“Antibacterial Activity of Kombucha Against Candidatus Liberibacter asiaticus: The Search for Organic Solutions to Address Citrus Greening”
Candidatus Liberibacter asiaticus (CLas) is a bacterial pathogen responsible for the citrus disease Huanglongbing (HLB), also known as citrus greening. Spread among trees by its insect vector the Asian citrus psyllid (ACP), citrus greening has become one of the most harmful citrus diseases in the world. This disease poses a severe threat to the United States citrus sector, including Florida’s $9 billion citrus industry. Options for managing HLB are limited, with many relying on controlling ACP populations with insecticides and removing infected trees within groves. Chemical expenses, environmental concerns, and increasing fear regarding the development of chemical resistance within the ACP population, has led the citrus community to search for more organic solutions. My research project focused on determining if kombucha, a fermented black tea, could be a possible solution to addressing citrus greening. Our interest in kombucha stemmed from research demonstrating that kombucha has antibacterial properties against both gram-positive and gram- negative bacteria. I collaborated with Ithaca Kombucha Company (IKC), who provided me with the kombucha needed for the experiments. Because CLas cannot be cultured, its cultivable relative Liberibacter crescens was used as a model system in in vitro biological studies to test the antibacterial activity of kombucha. Detached leaf assays in different treatments, including kombucha, were used to monitor the presence CLas in plant tissue overtime. The results were then analyzed with RStudio using packages like tidyverse and ggplot to help determine if kombucha could be a useful disease mitigation strategy.

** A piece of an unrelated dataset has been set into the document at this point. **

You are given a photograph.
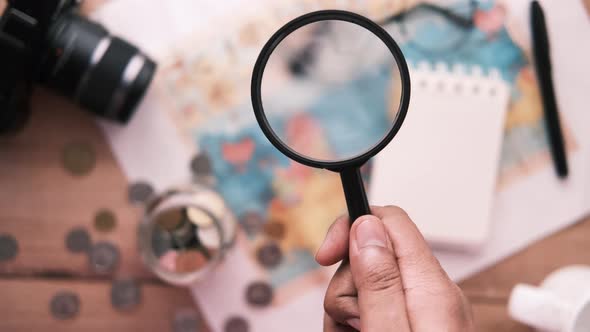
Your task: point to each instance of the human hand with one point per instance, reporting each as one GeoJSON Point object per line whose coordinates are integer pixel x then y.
{"type": "Point", "coordinates": [392, 281]}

I am grateful to have had the opportunity to work in the Heck Lab this summer. Meeting other like-minded students and the connections I have made through this program are extremely valuable. As my first research experience, I was exposed to a variety of new techniques. Through this internship, I have broadened my knowledge in microbiology and plant science. I am confident that the skills I have learned while at BTI, from bioinformatics to in vitro biological studies, will be beneficial as I continue in my academic and professional careers.